Ian Heisters

Is a computer or an algorithm a tool like a paintbrush, or is it something more like a gun? Computers were born in war as means of targeting weapons and gathering intelligence. Have they ever really escaped that history? Our machine learning algorithms are developed by the most powerful corporations in the world for purposes of mining surveillance intelligence from our home videos. The batteries in our laptops, sensors, and gizmos are made from cobalt mined by children under horrific conditions. All this to prop up an economy of short-term resource extraction and long term climate change. If we concern ourselves with how the aesthetic of a piece of software might influence our art making, can we ignore how the morality of the software’s maker might inform our work?

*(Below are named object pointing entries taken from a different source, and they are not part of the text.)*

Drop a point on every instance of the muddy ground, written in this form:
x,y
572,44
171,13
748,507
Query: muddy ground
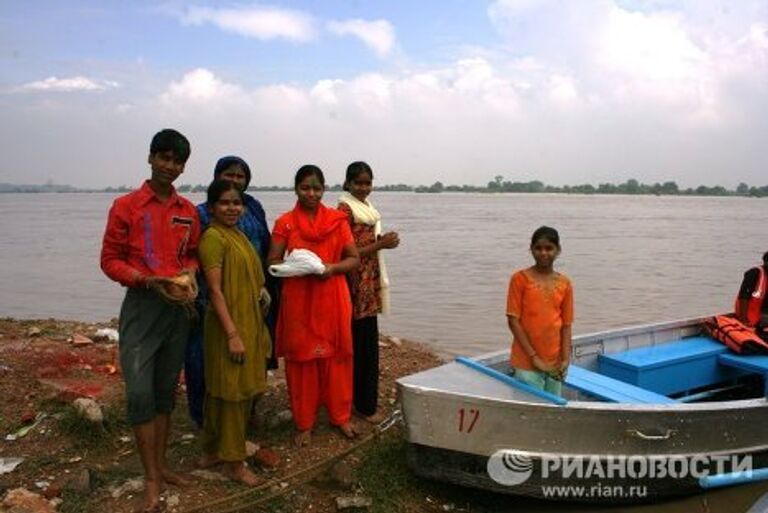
x,y
86,467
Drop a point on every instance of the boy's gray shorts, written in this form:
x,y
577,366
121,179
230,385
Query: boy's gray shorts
x,y
153,334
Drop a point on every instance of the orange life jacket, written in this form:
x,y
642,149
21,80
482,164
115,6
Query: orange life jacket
x,y
755,301
738,337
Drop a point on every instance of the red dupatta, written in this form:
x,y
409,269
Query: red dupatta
x,y
315,314
325,222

How did you, the reader, the audience member, the professor, the dancer, the technologist, the musician, come to be here today? I mean to ask, what systems of privilege educated you to appreciate art or use a computer? How do you afford to make art? Who’s paying your bills or buying your work? Especially for art that requires all these expensive and problematic electronics?

Can your art escape the history of your tools? Would you perform a duet with an AR-15 and look at me funny if I asked you why? If there’s a difference between an algorithm and a gun, it’s that the former is invisible. Or at least ignored. Our history escapes computation, evades consideration. Very conveniently.